Harare / ZW. (wib) President Robert Mugabe´s Zimbabwe is officially a socialist republic, predictably complete with a Politburo and worthless money. Currency traders quote Zimbabwean Dollar (ZWD) only with a black market exchange-rate: 300.000 ZWD for one USD – a depreciation of 30 per cent in the past week alone. Zimbabwe is a classic morality play, made hypnotic by its tragic ending. We are watching the final act, in which state coercion (wage and price controls, enforced by soldiers) reinforces state corruption. Tens of thousands of people are hungry; tens of thousands of people have fled the country. Without a change in this script, the final curtain appears imminent – and awful.

To end inflation, Mugabe last month summarily ordered all merchants and manufacturers to return prices to the level of June 18. Past events in 2003, 2005 and 2006 have shown that such directives have forced a massive rift between business, government and the consumer. It created a thriving black market for sugar, bread, washing soap, cooking oil and fuel, with controlled foodstuffs disappearing from supermarkets shelves.
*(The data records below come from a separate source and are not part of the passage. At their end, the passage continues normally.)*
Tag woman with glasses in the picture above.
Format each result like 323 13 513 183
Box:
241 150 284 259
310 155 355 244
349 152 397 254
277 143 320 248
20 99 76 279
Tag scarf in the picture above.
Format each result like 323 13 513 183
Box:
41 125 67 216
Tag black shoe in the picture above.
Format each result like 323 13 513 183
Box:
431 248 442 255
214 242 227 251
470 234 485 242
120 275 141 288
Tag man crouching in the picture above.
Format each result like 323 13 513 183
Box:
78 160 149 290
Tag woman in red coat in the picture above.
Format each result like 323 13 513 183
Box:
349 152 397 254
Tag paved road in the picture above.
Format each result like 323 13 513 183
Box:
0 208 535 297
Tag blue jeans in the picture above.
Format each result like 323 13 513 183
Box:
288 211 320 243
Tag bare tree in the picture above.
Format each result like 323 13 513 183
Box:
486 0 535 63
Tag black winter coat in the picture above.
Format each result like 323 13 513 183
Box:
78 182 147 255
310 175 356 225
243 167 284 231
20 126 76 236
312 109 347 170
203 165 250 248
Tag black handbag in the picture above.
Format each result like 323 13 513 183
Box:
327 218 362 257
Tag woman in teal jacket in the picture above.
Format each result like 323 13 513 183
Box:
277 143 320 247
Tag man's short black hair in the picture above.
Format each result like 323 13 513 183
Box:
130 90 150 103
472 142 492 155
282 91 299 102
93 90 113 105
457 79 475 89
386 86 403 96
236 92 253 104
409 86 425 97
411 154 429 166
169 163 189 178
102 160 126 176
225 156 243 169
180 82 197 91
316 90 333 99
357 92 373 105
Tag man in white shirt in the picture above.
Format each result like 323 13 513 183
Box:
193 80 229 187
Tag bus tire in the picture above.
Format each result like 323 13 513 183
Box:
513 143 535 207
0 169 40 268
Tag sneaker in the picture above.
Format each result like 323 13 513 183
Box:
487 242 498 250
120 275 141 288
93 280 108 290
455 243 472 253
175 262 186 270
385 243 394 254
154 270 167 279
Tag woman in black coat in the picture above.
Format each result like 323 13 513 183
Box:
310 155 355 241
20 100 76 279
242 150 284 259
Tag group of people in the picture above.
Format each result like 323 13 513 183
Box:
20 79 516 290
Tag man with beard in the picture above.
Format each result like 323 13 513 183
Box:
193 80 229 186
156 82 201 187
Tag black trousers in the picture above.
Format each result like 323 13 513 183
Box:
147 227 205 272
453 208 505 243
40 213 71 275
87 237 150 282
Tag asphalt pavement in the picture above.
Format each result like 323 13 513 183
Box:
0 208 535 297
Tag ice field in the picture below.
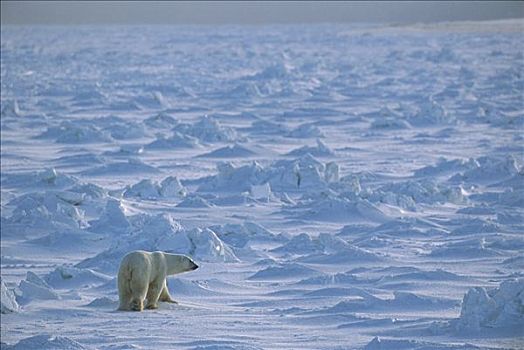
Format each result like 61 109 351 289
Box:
1 20 524 350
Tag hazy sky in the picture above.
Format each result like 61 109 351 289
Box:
1 0 524 24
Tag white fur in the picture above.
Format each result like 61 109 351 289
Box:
118 250 198 311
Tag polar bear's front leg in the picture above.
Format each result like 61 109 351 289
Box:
158 280 178 304
146 280 163 309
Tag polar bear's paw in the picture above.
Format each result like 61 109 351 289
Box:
129 299 144 311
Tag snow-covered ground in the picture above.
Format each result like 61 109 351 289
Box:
1 20 524 350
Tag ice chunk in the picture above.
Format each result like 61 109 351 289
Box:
0 277 20 314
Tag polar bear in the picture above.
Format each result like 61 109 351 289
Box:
118 250 198 311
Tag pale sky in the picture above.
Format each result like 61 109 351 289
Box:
1 0 524 25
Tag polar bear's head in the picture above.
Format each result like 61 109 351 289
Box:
164 253 198 275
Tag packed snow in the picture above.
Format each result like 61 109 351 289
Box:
0 20 524 350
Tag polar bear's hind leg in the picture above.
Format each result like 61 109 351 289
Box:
146 281 162 309
158 281 178 304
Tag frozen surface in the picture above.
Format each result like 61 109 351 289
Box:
1 20 524 350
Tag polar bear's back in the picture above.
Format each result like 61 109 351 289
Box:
118 250 151 278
Market watchers said history was repeating itself although this time around it was likely to have a more disastrous impact on the economy. In 2003 it was fuel, in 2005 it was cornmeal, cooking oil and sugar. Last year it was bread; a fortnight ago it was almost every basic commodity.
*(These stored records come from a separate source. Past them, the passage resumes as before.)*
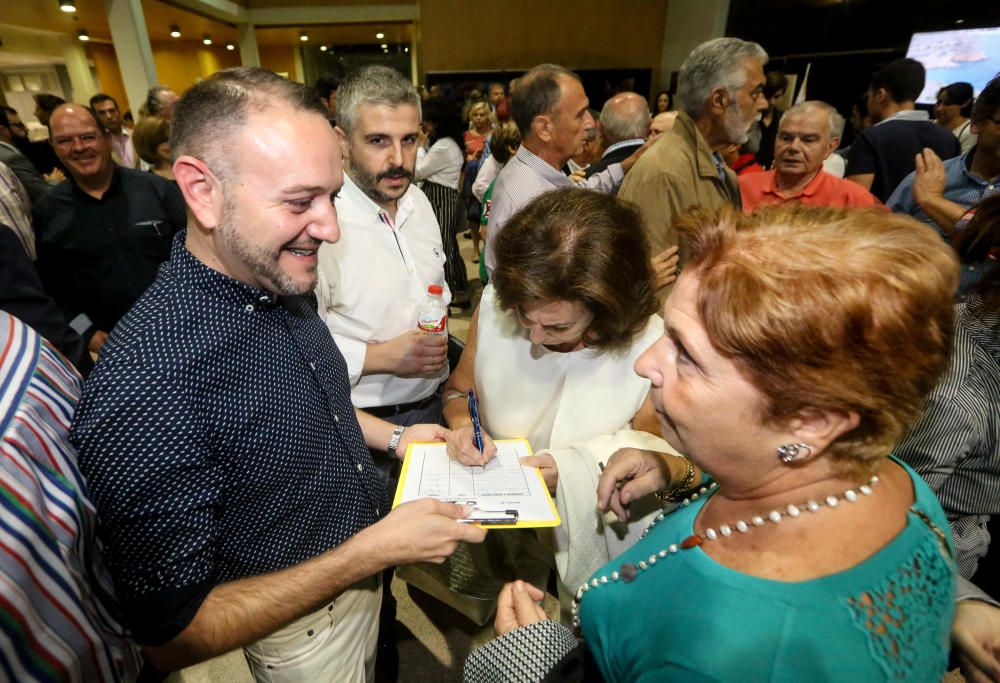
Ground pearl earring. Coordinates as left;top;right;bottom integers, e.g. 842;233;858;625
778;443;813;465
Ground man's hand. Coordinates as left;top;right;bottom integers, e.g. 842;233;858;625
652;245;680;292
87;330;108;354
445;425;497;465
358;498;486;567
366;330;448;377
597;448;676;522
396;424;448;460
951;600;1000;683
519;455;559;493
493;581;548;637
913;147;946;207
622;140;656;173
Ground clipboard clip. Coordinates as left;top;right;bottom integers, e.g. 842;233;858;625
458;508;520;526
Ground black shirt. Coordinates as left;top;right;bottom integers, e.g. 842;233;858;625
846;119;962;204
70;232;385;645
32;166;187;339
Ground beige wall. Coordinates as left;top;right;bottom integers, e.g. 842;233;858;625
419;0;667;91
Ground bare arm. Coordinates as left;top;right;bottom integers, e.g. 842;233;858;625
144;499;485;671
913;148;965;239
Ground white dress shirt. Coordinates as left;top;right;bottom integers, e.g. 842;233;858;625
413;138;465;190
316;174;451;408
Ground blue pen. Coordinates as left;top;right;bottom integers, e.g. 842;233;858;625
469;389;483;453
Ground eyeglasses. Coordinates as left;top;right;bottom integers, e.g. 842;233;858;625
52;133;100;147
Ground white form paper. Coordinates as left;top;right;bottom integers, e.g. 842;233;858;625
393;439;559;527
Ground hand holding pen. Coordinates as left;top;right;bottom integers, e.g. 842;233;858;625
446;389;497;466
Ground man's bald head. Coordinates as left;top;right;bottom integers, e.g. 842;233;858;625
601;92;649;145
649;111;677;140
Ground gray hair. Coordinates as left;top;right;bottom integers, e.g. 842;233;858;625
677;38;767;118
778;100;844;138
170;67;326;183
510;64;580;137
337;65;420;135
601;93;649;144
Following government´s directive that fuel be sold at 60.000 ZWD, the commodity is now in short supply, but readily available on the parallel market where it is being sold for between 400.000 and 500.000 ZWD a litre. In 2003, government ordered service stations to sell fuel at the gazetted price, resulting in the commodity disappearing on the formal market, but it was readily available on the black market at an exorbitant price. After realizing that it was shooting itself into the knee, government two years later allowed private importers to import fuel through the direct fuel import scheme.

In 2005, ahead of the parliamentary elections, government ordered that shops stick to gazetted prices. The Minister of Finance reduced Value Added Tax from 17,5 percent to 15 percent to justify the call for price reductions. An increase in VAT results in the simultaneous increase in the price of taxable products and vice versa. Manufacturers responded by reducing production as they were operating at a loss. Most goods were readily available on the parallel market and the effect is still being felt today.

Last year government ordered bakeries to reduce the price of bread to 200 ZWD from 335 ZWD despite the cost build of bread being above 320 ZWD. About 14 managers accused of ignoring the directive were arrested. The decision by government resulted in a massive shortage of bread for about two months.

Manufacturers and service providers have been accused of inducing inflationary pressures on the economy through unwarranted price adjustments. Striking a balance between salaries and prices has proved to be a major challenge in the country as product and service adjustments continue to accelerate while salaries lag behind. One more chapter in the tragedy named Zimbabwe 2007 (sources: Wikipedia; AllAfrica; AngolaPress).